Death and taxes: the case for Madeira June 14, 2020

There is much talk about the harmonization of taxes in the EU. There are now 27 countries in the EU and a total of 44 in Europe, including the UK. Each has its own fiscal regime, and the UK’s is sure to change in 2021.

As people and investments tend to move more quickly than the law, by the time the EU has shifted the tax goal posts, the players will have changed both jerseys and playing fields. The EU has also decided on black-listing 17 jurisdictions and put a further 47 on notice.

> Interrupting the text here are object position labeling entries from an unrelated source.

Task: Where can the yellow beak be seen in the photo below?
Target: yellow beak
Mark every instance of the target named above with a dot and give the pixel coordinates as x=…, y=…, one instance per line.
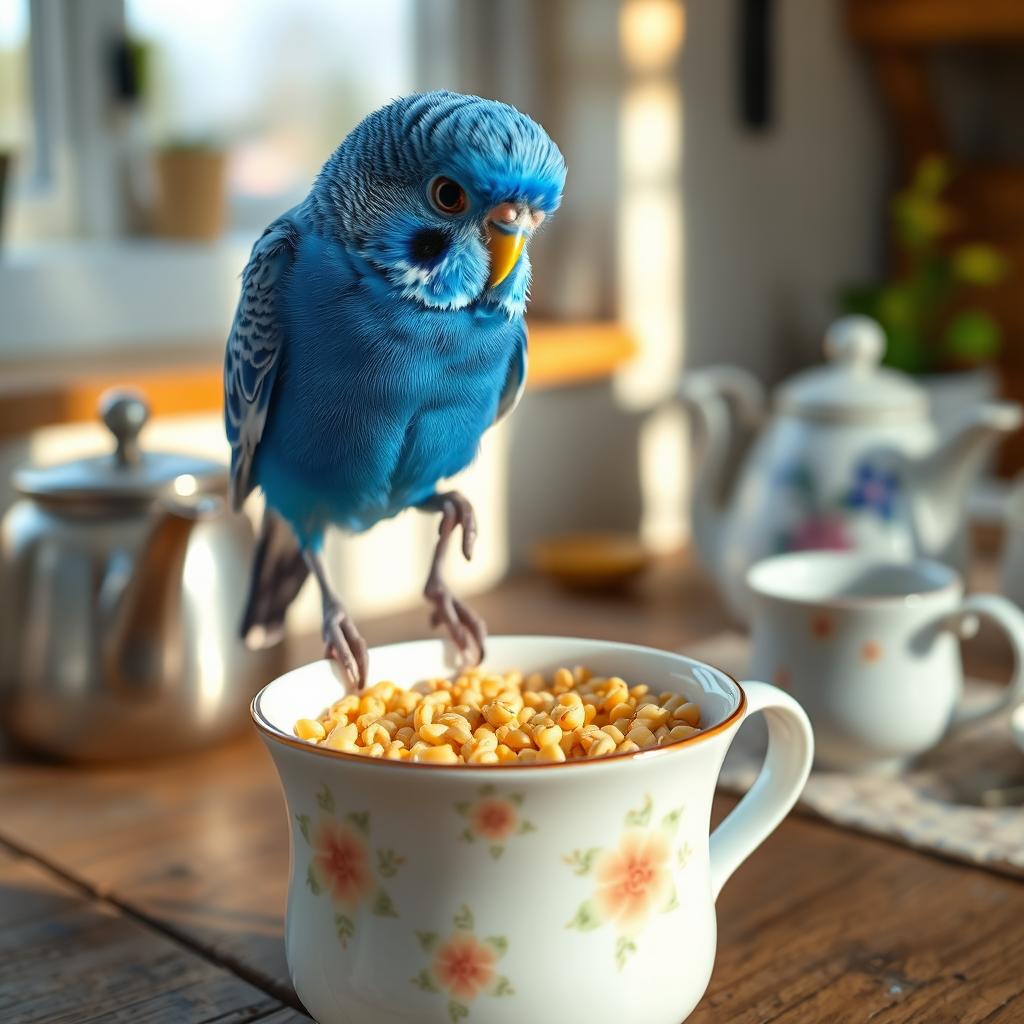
x=505, y=249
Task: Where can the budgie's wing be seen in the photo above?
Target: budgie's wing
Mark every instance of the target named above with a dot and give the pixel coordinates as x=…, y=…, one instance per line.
x=254, y=351
x=515, y=383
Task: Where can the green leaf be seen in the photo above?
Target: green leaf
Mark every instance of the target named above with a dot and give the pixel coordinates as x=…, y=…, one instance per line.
x=641, y=817
x=972, y=337
x=671, y=820
x=624, y=947
x=586, y=919
x=582, y=862
x=424, y=981
x=383, y=905
x=979, y=264
x=388, y=862
x=503, y=987
x=314, y=886
x=345, y=928
x=673, y=902
x=360, y=819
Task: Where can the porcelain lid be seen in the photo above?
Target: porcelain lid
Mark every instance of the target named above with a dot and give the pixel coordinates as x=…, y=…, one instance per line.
x=126, y=475
x=853, y=386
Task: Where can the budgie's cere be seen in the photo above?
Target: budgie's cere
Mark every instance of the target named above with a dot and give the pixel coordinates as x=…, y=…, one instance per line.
x=380, y=333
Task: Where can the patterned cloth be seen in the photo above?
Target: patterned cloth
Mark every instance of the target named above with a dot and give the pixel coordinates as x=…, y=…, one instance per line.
x=918, y=808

If much of this is closer to horse-trading than harmonization, international companies are still worried that they will be caught out by a future tax bill no matter how much they spend on lawyers.

However, there is an island of stability in this churn of tax legislation. It’s a little-known bit of Portugal lost in the Atlantic called Madeira. Strangely, this island has its own tax regime — and it’s guaranteed by the EU until the end of 2027. Many laws will come and go in the rest of the EU (and Europe) over the next few years, but if you are incorporated in Madeira, you will pay the same corporate tax today as you will in 2027. There are many other advantages (see website) to offset the “ultra-peripheral” (i.e. lost-in-the-Atlantic) status given to this jurisdiction. But it’s in the EU, provides you with a Portuguese VAT number and has never been black- or grey-listed (unlike some other EU islands and countries).

What has death got to do with it? Ah, in Madeira, as part of Portugal, there are no death duties. And as many have found, there are worse places to spend your twilight years.